THE MATADOR & RUMOR HAS IT

An Illusion Review by Joan Ellis


            THE MATADOR -  Pierce Brosnan is a suave, sophisticated, often cynical, largely decent man.  It’s possible that my unabashed affection for him as James Bond and Thomas Crown is why I didn’t much like “The Matador.”  I have always loved knowing Brosnan’s high-speed brain would concoct inventive solutions to problems that bore no relation to life.  Watching him glide, unruffled, through nip and tuck adventures was one of real life’s pure pleasures.  In “The Matador” he has been reborn as a part time drunken, failed assassin. 

                Julian (Pierce Brosnan) the hit man meets Danny (Greg Kinnear), a pure and innocent American businessman who is in Mexico to land a deal so he can quickly get back to the wife he loves.  Julian’s profession as a “facilitator of fatalities intrigues Danny.”  We tag along as he plies his trade in Vienna, Las Vegas, Moscow, Sydney, Budapest, and Denver.  Finally, at a Tucson race track. Julian enlists Danny’s help in one of his plots.  Guess what:  the innocent American suburbanite likes this murder business.  It beats being a failed salesman.  While the movie isn’t a candidate to displace “8 Heads in a Duffel Bag” as worst movie of the decade, the adjective “awful” is not excessive. 

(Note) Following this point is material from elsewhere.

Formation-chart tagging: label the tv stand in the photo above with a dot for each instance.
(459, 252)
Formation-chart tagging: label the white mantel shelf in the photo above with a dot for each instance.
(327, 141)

                Hope Davis adds some necessary humor as a housewife with a twist, and nobody plays a boy scout better than Greg Kinnear, but the script is dull, the action predictable, and then there’s the problem of Pierce Brosnan who is typecast in the best of ways; he’s an institution, and you can’t turn a hero into a sleaze ball without alienating the faithful. 

 

                RUMOR HAS IT – Few comedies start with a better premise:  1962, Mrs. Robinson (Ann Bancroft) and Benjamin Braddock (Dustin Hoffman); 1997, the acerbic, fearless Mrs. R has become Shirley MacLaine, Benjamin has morphed into Kevin Costner, and Jennifer Anniston is the grown up kid who calls Mrs. Robinson grandma.  A second chapter to the graduate with this particular cast is a prospect to be savored, and for a short while it measures up to the fine beginning. 

                Someone says “Life should be nuts; otherwise it’s just a bunch of Thursdays strung together.”  There’s a nice wisdom in that line.  Unfortunately the fun drains quickly away in the heavy hands of director Rob Reiner who is just not Mike Nichols.  Nichols’ direction of “The Graduate” was inspired.  Reiner just can’t carry through on the terrific idea of revisiting the family decades later.  After the joke of one guy sleeping with grandmother, mother, and daughter wrings its laughs, there just isn’t much left.  It may be enough to watch Jennifer Aniston, who is adjusting with skill and charm to the big screen and Shirley MacLaine, who never fails to pull a laugh as she goes in an instant from straight faced silence to an outrageous comment without changing expression.  The whole thing is O.K., but it should have been great.